We may know what it is to do God’s will in earth as it is in heaven: by the which St. John tells of the four and twenty elders, “That they cast down their crowns before the throne of God, saying, Thou art worthy, O God, to receive glory, and honor, and power:” for so we must do by our wills, which are indeed our crowns: cast them down, and resign them up to God; but cast them down, not cast them away; resign them, but yet retain them; for without wills of our own, we can never do God’s will. Unwilling service is never acceptable: as St. Paul saith, “If I do it willingly, I have a reward;” and thus, if we can have wills of our own, and yet not do our own wills, if we can willingly renounce our own wills, and take God’s will in their room, and make it our own will: we shall then do with our wills, as the elders did with their crowns; and then we shall do God’s will as it is done in heaven.

God gives us our bread when He gives the earth strength to bring forth bread: God gives us our bread when He sends seasonable weather to gather in our bread: God gives us our bread when He grants us peace and quiet to eat our bread: God gives us our bread when He gives us health and strength to earn our bread: and if we could reckon up all the ways of God giving us our bread, we should find them to be more than the very grains of corn of the bread we eat.

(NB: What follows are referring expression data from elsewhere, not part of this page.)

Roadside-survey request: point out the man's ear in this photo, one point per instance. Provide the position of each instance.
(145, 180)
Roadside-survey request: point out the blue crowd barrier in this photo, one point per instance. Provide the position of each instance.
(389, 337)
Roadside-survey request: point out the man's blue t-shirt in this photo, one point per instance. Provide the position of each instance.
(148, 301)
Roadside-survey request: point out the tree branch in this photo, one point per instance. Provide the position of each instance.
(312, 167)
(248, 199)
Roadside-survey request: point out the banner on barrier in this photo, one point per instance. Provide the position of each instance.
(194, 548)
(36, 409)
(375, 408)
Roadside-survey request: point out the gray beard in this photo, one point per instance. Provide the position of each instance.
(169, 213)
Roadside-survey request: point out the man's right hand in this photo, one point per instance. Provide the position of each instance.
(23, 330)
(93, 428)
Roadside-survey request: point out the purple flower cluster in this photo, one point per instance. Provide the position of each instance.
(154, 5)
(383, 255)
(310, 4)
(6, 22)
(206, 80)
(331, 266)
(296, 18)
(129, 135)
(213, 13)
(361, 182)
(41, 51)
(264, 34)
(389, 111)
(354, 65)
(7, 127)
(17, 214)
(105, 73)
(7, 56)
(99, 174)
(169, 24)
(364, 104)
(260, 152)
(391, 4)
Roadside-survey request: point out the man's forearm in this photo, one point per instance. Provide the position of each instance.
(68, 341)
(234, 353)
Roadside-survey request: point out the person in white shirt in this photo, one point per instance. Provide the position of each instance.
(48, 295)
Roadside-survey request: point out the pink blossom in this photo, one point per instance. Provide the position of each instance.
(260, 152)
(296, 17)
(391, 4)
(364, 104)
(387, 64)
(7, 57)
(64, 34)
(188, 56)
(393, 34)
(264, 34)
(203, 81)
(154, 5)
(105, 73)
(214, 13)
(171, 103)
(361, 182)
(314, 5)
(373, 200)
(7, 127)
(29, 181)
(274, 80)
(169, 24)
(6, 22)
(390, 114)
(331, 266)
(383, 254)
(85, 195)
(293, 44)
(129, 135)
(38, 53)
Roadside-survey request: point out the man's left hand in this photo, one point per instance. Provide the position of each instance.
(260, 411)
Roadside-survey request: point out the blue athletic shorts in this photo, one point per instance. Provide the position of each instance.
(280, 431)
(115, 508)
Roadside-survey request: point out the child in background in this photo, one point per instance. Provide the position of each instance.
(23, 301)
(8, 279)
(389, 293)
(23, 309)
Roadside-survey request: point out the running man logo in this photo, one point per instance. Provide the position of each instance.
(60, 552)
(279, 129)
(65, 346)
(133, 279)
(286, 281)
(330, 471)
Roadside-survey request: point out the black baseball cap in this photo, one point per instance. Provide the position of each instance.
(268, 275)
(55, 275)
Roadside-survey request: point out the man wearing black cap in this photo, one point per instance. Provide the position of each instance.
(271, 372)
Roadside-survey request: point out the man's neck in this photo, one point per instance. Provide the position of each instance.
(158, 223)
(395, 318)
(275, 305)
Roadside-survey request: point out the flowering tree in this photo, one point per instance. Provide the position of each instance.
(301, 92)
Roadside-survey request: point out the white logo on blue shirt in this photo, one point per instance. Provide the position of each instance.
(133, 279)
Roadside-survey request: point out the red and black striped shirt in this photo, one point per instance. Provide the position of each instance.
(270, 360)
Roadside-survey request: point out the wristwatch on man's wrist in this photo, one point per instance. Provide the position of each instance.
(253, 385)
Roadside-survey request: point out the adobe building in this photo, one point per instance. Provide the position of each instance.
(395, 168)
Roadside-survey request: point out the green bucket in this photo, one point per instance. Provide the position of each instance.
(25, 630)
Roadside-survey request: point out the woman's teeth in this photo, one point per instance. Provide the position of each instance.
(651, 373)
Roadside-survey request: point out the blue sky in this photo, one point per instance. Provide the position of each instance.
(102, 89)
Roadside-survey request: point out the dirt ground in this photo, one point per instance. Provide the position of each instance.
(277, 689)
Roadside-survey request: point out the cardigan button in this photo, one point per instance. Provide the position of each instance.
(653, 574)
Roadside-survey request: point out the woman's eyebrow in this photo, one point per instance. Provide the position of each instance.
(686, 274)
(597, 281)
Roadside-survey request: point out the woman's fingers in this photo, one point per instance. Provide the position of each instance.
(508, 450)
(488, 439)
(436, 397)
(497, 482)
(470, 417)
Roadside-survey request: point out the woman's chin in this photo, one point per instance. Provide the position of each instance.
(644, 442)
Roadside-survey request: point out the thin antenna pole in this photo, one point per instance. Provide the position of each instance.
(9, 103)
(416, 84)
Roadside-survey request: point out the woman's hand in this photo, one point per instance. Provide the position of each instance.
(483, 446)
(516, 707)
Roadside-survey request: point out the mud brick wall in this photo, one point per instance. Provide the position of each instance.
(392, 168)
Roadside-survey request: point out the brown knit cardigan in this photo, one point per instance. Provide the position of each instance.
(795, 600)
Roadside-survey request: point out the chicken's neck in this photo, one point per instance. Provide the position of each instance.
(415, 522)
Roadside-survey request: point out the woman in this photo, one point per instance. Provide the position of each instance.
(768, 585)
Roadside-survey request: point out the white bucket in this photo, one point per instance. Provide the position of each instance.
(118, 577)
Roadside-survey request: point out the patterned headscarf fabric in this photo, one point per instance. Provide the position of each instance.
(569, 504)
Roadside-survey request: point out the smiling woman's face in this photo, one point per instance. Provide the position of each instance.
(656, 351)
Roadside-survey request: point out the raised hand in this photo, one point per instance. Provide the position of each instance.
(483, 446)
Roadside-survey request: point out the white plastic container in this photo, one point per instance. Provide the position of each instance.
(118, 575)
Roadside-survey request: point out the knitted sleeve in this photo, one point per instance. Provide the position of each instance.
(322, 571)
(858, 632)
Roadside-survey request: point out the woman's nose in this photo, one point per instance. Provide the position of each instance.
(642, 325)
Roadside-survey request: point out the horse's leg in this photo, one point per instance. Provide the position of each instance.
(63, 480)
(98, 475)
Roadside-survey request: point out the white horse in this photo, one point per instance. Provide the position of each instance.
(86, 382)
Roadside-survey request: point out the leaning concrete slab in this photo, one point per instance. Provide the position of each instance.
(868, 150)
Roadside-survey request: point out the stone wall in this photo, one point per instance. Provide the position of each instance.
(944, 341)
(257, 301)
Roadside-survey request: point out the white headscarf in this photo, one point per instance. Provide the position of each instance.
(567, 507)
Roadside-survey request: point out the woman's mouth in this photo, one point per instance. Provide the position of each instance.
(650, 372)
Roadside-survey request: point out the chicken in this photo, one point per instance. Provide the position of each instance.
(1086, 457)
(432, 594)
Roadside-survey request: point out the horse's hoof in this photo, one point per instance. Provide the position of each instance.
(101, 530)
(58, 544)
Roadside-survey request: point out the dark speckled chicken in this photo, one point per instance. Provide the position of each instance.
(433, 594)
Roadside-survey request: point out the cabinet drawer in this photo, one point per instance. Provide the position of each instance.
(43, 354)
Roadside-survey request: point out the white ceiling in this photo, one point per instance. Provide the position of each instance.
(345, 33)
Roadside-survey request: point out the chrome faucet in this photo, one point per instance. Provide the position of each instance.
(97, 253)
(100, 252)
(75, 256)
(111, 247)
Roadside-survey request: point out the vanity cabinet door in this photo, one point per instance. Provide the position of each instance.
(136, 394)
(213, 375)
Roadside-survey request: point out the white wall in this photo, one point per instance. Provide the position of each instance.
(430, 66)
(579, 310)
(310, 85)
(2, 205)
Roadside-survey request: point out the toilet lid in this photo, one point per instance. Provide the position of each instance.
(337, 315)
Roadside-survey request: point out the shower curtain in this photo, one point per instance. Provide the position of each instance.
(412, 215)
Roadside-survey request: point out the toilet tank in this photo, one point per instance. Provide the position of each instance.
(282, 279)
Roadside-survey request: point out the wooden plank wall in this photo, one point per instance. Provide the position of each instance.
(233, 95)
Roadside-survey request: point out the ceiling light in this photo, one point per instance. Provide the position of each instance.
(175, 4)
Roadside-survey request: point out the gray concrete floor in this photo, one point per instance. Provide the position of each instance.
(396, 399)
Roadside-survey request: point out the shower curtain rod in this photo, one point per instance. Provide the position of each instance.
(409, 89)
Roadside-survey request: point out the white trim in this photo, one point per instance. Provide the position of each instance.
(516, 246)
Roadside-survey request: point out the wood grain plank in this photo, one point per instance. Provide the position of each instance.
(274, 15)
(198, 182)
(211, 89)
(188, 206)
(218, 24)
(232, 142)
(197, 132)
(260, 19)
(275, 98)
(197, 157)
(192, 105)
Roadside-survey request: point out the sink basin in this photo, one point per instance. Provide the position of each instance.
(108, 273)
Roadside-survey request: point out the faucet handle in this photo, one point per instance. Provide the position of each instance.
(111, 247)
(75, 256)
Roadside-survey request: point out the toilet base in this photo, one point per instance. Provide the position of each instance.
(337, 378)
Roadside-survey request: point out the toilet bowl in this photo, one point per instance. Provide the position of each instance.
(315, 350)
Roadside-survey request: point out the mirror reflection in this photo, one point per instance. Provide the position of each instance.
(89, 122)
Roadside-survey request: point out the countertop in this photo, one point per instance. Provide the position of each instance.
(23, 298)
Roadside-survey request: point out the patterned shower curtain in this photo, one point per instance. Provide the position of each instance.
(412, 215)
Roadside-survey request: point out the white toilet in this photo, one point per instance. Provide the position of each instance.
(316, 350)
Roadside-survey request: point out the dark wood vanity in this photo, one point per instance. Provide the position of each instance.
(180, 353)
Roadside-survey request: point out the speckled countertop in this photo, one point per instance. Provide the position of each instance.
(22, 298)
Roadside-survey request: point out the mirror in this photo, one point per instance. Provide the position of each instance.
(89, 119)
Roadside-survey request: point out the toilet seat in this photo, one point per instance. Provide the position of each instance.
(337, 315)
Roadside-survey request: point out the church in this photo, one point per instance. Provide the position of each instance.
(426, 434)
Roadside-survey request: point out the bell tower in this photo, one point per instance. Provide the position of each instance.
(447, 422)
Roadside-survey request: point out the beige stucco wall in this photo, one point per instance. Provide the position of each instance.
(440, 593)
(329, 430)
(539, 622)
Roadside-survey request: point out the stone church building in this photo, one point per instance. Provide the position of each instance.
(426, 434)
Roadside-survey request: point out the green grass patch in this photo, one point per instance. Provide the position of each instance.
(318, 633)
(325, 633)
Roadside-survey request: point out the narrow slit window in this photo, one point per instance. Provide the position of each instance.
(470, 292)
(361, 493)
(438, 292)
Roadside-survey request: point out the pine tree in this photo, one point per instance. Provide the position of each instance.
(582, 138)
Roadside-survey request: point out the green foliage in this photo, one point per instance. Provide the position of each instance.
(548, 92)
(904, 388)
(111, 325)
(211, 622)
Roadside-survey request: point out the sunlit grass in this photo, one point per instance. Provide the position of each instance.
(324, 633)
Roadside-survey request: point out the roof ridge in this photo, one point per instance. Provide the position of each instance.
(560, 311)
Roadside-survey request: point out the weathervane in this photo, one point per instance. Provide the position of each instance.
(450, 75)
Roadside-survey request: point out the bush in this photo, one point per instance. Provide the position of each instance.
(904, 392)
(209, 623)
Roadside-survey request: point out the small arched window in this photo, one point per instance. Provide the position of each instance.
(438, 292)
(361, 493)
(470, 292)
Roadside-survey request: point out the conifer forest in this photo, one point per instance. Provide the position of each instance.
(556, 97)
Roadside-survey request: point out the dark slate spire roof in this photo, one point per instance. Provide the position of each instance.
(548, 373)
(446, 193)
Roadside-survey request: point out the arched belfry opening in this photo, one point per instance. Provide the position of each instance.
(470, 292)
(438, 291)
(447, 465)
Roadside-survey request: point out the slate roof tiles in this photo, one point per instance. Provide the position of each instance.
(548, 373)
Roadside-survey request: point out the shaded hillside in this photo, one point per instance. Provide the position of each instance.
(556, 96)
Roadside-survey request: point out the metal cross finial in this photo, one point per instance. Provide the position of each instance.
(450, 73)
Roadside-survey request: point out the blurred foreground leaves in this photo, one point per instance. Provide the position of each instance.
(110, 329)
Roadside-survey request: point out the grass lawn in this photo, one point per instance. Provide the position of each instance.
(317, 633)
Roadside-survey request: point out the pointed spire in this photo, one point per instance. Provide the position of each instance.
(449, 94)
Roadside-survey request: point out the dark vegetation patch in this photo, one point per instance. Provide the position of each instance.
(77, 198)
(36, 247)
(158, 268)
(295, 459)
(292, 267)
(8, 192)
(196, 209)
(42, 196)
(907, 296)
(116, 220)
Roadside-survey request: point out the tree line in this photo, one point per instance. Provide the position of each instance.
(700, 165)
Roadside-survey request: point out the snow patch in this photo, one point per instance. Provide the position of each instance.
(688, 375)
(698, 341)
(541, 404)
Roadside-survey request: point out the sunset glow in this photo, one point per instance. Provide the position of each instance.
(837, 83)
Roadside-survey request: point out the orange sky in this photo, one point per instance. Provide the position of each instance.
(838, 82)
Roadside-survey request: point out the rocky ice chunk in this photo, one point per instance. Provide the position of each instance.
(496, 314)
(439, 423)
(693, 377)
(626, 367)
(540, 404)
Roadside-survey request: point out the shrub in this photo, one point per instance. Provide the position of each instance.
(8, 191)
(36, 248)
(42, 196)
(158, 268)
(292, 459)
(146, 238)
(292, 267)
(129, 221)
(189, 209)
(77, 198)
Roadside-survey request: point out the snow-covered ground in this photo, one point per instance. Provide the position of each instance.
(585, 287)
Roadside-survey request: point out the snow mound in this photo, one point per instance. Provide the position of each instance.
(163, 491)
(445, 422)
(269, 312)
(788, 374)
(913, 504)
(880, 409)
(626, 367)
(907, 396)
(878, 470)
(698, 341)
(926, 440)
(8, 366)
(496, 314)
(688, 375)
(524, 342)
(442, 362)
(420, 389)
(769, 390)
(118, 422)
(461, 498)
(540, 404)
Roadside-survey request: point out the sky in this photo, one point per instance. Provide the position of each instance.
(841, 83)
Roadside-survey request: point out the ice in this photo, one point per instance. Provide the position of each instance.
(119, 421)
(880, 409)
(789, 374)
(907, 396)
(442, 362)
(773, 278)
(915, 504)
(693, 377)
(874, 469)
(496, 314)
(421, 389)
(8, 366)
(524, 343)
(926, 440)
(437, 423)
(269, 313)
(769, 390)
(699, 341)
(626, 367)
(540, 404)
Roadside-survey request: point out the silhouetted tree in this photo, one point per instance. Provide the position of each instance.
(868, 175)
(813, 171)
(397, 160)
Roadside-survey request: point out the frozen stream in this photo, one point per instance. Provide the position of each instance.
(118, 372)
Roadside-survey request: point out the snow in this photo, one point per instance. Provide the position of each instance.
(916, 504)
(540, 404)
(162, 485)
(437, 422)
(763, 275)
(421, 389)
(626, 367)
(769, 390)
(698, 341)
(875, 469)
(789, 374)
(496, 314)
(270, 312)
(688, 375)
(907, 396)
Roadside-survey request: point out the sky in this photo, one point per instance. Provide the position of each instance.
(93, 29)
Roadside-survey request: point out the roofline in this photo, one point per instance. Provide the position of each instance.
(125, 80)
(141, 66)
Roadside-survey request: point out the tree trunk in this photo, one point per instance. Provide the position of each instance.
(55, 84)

By this petition then it appears that every man commits sin, because every man is here enjoined to ask forgiveness. But are there not the just? Yes, but they were just before God in His mercy, not in His justice; before God as a father, not as a judge; before God in Christ, not in themselves. And,in a word, to make good David’s words— they are just before God, not by their not committing, but by God’s not imputing, sin unto them. . . . But seeing God hath forgiven our sins already in Christ, what need we to trouble God or ourselves to ask forgiveness again, as though our words could do more than Christ’s deeds? but is it not as when a king proclaims a general pardon to all offenders, yet none shall have benefit by it but only such as sue it forth and fetch it out; so God indeed hath granted a general pardon to all sinners in the merits of His Son, but none shall have benefit by it but such only as sue it forth by the tongue of faith and fetch it out by the feet of charity, and this is the tongue of faith when we say, “Forgive us our trespasses.” These are the feet of charity, when we “Forgive them that trespass against us.”